Mapping the Landscape of Deep Learning: Topic Discovery from Book Embeddings
As a project in my Case Studies in Machine Learning course in the Masters of Science in Artificial Intelligence program at UT Austin, I explored mapping hierarchical concept relationships among terms relevant to deep learning within a corpus of 158 books.
The project comprised:
- Creating a dataset of deep learning concept embeddings
- Extracting a hierarchical topic structure
- Creating indexes for terms and topics across over 50k book pages
Abstract
This project involves mapping hierarchical concept relationships among terms relevant to deep learning within a corpus of 158 books on deep learning. Mistral-7B-Instruct-v0.2
is used to identify relevance of terminology and elicit topic names, and an index is created for those topics into terminology within the book pages. The all-mpnet-base-v2 sentence-transformers
model is used to generate embeddings of the titles, pages, and topics.
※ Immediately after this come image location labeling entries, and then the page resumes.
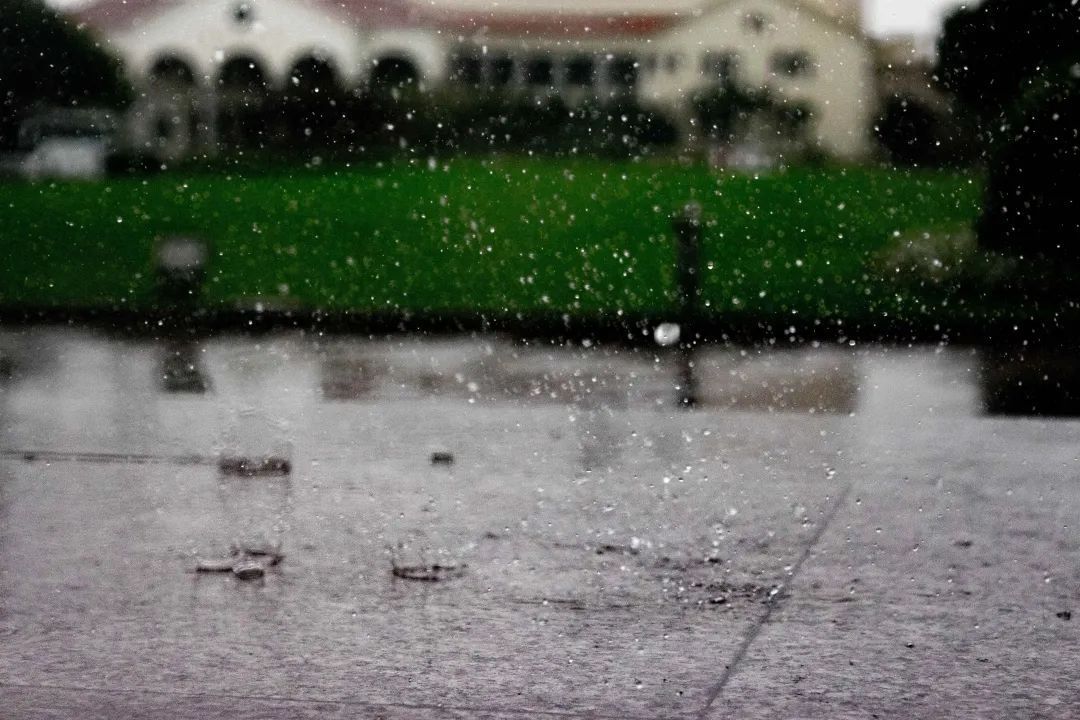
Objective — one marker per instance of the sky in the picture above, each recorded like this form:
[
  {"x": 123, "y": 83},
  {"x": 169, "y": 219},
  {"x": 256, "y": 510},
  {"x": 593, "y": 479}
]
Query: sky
[
  {"x": 906, "y": 16},
  {"x": 882, "y": 16}
]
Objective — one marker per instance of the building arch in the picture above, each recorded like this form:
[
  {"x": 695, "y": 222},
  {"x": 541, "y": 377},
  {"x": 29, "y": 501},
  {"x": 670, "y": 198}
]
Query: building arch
[
  {"x": 173, "y": 110},
  {"x": 244, "y": 102},
  {"x": 394, "y": 72},
  {"x": 172, "y": 69},
  {"x": 313, "y": 100}
]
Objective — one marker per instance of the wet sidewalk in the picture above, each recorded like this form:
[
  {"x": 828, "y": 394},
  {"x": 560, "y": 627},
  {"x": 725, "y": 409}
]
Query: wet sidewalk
[{"x": 833, "y": 532}]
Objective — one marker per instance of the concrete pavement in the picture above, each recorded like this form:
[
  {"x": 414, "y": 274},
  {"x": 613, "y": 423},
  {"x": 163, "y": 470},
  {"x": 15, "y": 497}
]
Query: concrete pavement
[{"x": 833, "y": 532}]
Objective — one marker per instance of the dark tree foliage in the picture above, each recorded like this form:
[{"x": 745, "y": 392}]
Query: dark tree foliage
[
  {"x": 45, "y": 60},
  {"x": 909, "y": 132},
  {"x": 1014, "y": 66},
  {"x": 724, "y": 108},
  {"x": 1033, "y": 205},
  {"x": 989, "y": 53}
]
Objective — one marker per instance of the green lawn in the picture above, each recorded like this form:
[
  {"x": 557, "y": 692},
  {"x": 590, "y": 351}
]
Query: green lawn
[{"x": 497, "y": 236}]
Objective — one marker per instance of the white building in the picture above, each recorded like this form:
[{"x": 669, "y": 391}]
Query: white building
[{"x": 193, "y": 58}]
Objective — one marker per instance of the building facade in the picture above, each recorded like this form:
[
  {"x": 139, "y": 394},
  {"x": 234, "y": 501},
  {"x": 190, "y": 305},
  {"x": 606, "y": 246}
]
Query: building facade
[{"x": 206, "y": 68}]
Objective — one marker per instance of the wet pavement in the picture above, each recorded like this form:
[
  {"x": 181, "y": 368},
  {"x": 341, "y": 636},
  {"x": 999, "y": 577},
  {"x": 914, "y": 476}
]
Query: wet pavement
[{"x": 474, "y": 528}]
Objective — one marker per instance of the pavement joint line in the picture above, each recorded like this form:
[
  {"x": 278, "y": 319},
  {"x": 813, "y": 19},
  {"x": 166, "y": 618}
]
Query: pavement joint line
[
  {"x": 119, "y": 458},
  {"x": 571, "y": 715},
  {"x": 755, "y": 630}
]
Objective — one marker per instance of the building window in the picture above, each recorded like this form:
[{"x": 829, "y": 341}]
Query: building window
[
  {"x": 719, "y": 66},
  {"x": 793, "y": 64},
  {"x": 622, "y": 71},
  {"x": 243, "y": 13},
  {"x": 539, "y": 71},
  {"x": 467, "y": 69},
  {"x": 580, "y": 71},
  {"x": 502, "y": 70}
]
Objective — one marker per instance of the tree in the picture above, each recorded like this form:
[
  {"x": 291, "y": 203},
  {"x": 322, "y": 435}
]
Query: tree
[
  {"x": 1031, "y": 206},
  {"x": 46, "y": 60},
  {"x": 989, "y": 54},
  {"x": 1014, "y": 66}
]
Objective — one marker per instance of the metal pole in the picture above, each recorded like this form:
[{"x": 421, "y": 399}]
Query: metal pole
[{"x": 687, "y": 226}]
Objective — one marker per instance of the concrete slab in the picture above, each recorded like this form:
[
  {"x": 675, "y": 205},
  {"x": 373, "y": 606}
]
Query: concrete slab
[{"x": 622, "y": 558}]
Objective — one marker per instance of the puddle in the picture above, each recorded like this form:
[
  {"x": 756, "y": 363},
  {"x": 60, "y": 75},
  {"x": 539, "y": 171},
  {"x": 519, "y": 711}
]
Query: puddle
[{"x": 349, "y": 378}]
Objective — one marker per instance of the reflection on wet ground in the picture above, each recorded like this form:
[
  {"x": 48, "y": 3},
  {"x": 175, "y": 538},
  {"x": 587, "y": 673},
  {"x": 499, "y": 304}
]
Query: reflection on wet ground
[
  {"x": 301, "y": 526},
  {"x": 180, "y": 369},
  {"x": 1031, "y": 382}
]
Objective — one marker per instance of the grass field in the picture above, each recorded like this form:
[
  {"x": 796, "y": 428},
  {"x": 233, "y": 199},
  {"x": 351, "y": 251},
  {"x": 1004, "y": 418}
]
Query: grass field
[{"x": 497, "y": 236}]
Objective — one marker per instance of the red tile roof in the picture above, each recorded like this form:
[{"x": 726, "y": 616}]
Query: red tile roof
[{"x": 107, "y": 15}]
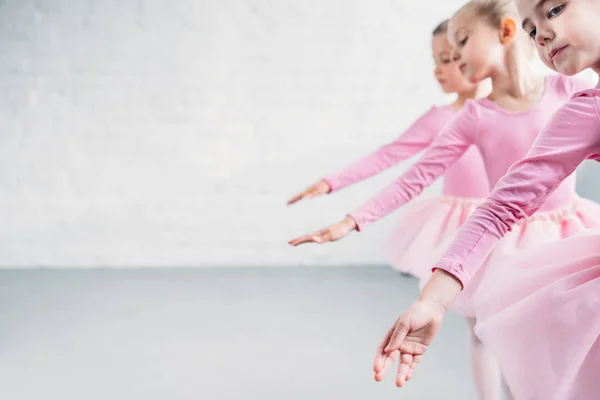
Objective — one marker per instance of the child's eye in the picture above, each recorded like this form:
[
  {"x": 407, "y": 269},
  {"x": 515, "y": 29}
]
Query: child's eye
[
  {"x": 532, "y": 33},
  {"x": 555, "y": 11}
]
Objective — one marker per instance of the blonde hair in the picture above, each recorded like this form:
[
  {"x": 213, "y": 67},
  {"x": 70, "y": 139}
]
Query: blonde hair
[
  {"x": 441, "y": 28},
  {"x": 494, "y": 11}
]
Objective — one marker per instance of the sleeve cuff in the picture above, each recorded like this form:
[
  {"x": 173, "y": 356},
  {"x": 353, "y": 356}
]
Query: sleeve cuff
[
  {"x": 331, "y": 182},
  {"x": 358, "y": 225},
  {"x": 455, "y": 270}
]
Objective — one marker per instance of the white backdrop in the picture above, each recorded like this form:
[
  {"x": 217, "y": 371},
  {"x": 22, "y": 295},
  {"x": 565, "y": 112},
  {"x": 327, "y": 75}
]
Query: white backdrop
[{"x": 170, "y": 133}]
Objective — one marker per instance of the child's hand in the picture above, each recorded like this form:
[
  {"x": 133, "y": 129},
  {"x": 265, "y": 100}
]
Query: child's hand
[
  {"x": 315, "y": 190},
  {"x": 329, "y": 234},
  {"x": 408, "y": 340}
]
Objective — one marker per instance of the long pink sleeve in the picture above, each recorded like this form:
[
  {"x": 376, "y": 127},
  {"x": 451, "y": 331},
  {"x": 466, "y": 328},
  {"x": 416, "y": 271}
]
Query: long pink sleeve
[
  {"x": 451, "y": 144},
  {"x": 572, "y": 136},
  {"x": 414, "y": 140}
]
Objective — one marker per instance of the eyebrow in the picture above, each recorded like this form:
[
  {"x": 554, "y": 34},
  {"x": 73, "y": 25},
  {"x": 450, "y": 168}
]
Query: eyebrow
[{"x": 539, "y": 5}]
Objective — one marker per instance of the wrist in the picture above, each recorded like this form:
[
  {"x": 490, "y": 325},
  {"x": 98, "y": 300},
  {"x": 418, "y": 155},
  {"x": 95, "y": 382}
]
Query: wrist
[
  {"x": 349, "y": 223},
  {"x": 441, "y": 289}
]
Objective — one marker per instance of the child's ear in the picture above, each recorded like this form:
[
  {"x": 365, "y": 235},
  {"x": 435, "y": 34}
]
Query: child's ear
[{"x": 508, "y": 30}]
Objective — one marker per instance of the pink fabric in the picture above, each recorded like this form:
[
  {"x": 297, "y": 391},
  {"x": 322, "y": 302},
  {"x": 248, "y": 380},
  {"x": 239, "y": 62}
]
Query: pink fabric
[
  {"x": 466, "y": 178},
  {"x": 423, "y": 229},
  {"x": 541, "y": 319},
  {"x": 502, "y": 137},
  {"x": 544, "y": 177},
  {"x": 538, "y": 310}
]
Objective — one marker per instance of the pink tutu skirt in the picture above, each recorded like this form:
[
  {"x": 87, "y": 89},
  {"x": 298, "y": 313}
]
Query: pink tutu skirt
[
  {"x": 541, "y": 228},
  {"x": 539, "y": 313},
  {"x": 422, "y": 228}
]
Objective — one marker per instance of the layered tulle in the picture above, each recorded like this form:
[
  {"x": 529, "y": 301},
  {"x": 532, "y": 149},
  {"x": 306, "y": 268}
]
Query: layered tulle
[
  {"x": 541, "y": 228},
  {"x": 421, "y": 229},
  {"x": 539, "y": 313}
]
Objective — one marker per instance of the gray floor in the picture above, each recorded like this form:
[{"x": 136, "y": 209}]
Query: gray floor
[{"x": 213, "y": 334}]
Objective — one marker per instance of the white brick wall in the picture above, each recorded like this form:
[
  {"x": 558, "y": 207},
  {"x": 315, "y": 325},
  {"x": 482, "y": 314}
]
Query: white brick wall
[{"x": 155, "y": 132}]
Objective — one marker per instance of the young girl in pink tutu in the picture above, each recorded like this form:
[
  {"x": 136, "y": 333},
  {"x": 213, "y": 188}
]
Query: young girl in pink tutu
[
  {"x": 429, "y": 221},
  {"x": 539, "y": 312},
  {"x": 489, "y": 44}
]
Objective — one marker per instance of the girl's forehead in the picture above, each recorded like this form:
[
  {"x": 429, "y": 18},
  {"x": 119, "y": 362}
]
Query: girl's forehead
[{"x": 461, "y": 19}]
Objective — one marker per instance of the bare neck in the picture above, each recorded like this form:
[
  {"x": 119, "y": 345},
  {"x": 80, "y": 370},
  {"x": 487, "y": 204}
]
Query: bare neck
[
  {"x": 516, "y": 80},
  {"x": 476, "y": 93}
]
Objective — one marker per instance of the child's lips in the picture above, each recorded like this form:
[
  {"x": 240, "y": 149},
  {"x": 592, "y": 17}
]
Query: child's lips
[{"x": 556, "y": 52}]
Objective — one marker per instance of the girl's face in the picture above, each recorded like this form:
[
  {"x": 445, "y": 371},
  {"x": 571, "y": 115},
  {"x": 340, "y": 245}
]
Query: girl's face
[
  {"x": 477, "y": 46},
  {"x": 566, "y": 33},
  {"x": 446, "y": 71}
]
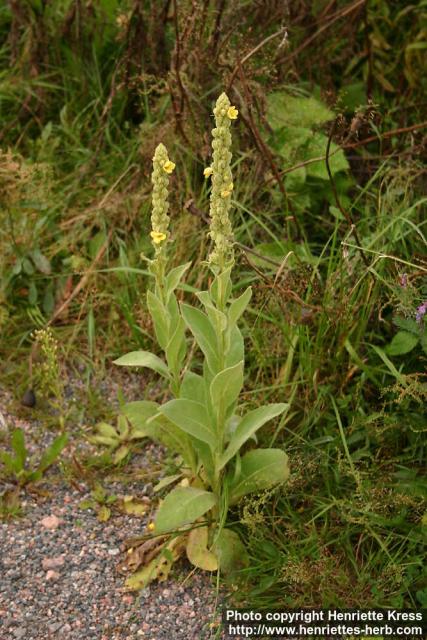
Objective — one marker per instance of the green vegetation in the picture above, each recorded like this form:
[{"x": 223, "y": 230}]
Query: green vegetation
[{"x": 328, "y": 214}]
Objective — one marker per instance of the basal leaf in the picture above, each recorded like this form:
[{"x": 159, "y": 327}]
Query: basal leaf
[
  {"x": 260, "y": 469},
  {"x": 204, "y": 333},
  {"x": 226, "y": 386},
  {"x": 248, "y": 425},
  {"x": 192, "y": 418},
  {"x": 193, "y": 387},
  {"x": 230, "y": 551},
  {"x": 182, "y": 506}
]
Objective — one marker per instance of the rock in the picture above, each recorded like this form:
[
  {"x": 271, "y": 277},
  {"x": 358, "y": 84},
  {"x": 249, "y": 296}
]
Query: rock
[
  {"x": 52, "y": 575},
  {"x": 50, "y": 522}
]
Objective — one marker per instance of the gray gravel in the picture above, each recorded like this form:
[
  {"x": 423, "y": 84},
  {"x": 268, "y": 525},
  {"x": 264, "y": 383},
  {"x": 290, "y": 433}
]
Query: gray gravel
[{"x": 63, "y": 582}]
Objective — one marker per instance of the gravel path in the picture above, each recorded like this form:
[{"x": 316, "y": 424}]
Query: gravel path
[{"x": 59, "y": 575}]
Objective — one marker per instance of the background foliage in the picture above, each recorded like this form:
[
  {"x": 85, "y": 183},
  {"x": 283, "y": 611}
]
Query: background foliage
[{"x": 330, "y": 220}]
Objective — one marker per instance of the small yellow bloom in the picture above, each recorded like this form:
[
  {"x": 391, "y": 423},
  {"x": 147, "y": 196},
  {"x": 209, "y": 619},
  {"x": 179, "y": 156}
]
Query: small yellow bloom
[
  {"x": 232, "y": 113},
  {"x": 227, "y": 192},
  {"x": 157, "y": 236},
  {"x": 169, "y": 166}
]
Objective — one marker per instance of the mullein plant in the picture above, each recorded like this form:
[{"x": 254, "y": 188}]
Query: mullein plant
[{"x": 203, "y": 423}]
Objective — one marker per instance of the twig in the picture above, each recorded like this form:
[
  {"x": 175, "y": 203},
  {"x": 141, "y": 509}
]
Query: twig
[
  {"x": 344, "y": 212},
  {"x": 338, "y": 16},
  {"x": 80, "y": 285},
  {"x": 245, "y": 58}
]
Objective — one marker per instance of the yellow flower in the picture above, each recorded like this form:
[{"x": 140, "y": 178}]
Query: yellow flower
[
  {"x": 169, "y": 166},
  {"x": 157, "y": 236},
  {"x": 227, "y": 192},
  {"x": 232, "y": 113}
]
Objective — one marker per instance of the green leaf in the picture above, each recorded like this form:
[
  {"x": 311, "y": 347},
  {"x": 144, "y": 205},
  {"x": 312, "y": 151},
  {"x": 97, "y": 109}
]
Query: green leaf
[
  {"x": 160, "y": 318},
  {"x": 121, "y": 454},
  {"x": 249, "y": 424},
  {"x": 198, "y": 552},
  {"x": 284, "y": 109},
  {"x": 41, "y": 262},
  {"x": 174, "y": 277},
  {"x": 166, "y": 481},
  {"x": 403, "y": 342},
  {"x": 407, "y": 324},
  {"x": 316, "y": 147},
  {"x": 192, "y": 418},
  {"x": 235, "y": 347},
  {"x": 52, "y": 453},
  {"x": 238, "y": 306},
  {"x": 106, "y": 430},
  {"x": 202, "y": 329},
  {"x": 230, "y": 551},
  {"x": 11, "y": 463},
  {"x": 193, "y": 387},
  {"x": 260, "y": 469},
  {"x": 182, "y": 506},
  {"x": 226, "y": 386},
  {"x": 175, "y": 350},
  {"x": 143, "y": 359},
  {"x": 139, "y": 412}
]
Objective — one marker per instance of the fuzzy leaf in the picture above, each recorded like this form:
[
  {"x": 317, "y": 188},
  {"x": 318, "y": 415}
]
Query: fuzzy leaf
[
  {"x": 175, "y": 350},
  {"x": 193, "y": 387},
  {"x": 143, "y": 359},
  {"x": 52, "y": 453},
  {"x": 238, "y": 306},
  {"x": 230, "y": 551},
  {"x": 174, "y": 277},
  {"x": 260, "y": 469},
  {"x": 182, "y": 506},
  {"x": 226, "y": 386},
  {"x": 106, "y": 430},
  {"x": 248, "y": 425},
  {"x": 192, "y": 418},
  {"x": 138, "y": 413},
  {"x": 160, "y": 318},
  {"x": 202, "y": 329}
]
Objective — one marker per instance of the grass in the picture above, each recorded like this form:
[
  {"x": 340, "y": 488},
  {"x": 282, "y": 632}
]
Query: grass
[{"x": 348, "y": 529}]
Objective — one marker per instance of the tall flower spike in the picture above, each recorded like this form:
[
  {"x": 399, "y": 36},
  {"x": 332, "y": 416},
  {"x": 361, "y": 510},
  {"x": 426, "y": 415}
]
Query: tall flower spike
[
  {"x": 221, "y": 230},
  {"x": 162, "y": 167}
]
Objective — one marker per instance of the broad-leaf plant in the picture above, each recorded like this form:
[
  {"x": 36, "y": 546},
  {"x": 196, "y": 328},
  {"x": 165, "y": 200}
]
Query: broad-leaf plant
[{"x": 203, "y": 422}]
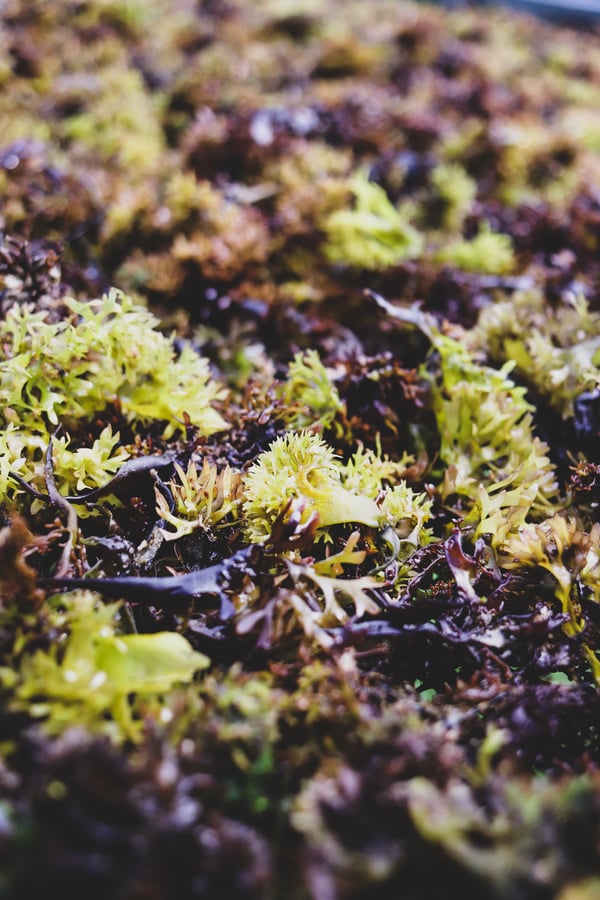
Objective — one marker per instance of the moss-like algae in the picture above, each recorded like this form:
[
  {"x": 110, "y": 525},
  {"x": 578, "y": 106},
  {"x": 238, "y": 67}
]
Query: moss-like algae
[{"x": 331, "y": 445}]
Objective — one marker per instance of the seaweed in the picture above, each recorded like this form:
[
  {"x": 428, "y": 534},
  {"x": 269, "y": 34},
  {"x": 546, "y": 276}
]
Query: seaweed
[{"x": 299, "y": 477}]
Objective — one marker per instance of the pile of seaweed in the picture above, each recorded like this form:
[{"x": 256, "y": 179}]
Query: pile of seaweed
[{"x": 299, "y": 473}]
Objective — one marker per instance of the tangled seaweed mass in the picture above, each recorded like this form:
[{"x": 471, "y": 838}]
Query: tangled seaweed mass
[{"x": 299, "y": 471}]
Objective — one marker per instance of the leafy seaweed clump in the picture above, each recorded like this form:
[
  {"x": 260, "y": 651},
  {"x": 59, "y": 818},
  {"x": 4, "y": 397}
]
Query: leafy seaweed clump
[{"x": 299, "y": 476}]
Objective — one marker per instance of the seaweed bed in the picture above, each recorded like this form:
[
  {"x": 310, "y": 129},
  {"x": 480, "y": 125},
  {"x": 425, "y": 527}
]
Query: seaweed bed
[{"x": 300, "y": 402}]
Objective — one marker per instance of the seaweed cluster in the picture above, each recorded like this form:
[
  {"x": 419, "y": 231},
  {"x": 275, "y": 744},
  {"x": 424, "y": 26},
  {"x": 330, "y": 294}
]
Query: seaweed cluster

From this dataset, embeddings are dimensionally-reduced using UMAP, and clustered using HDBSCAN to extract a hierarchical topic structure of deep learning concepts. The resulting topic hierarchy provides a structured view of the landscape of deep learning. The embedding space and topic index provide complementary methods supporting retrieval of topic-relevant book content.
Dataset Creation
The dataset comprises 158 books whose title includes 'deep learning', totaling 50,794 pages.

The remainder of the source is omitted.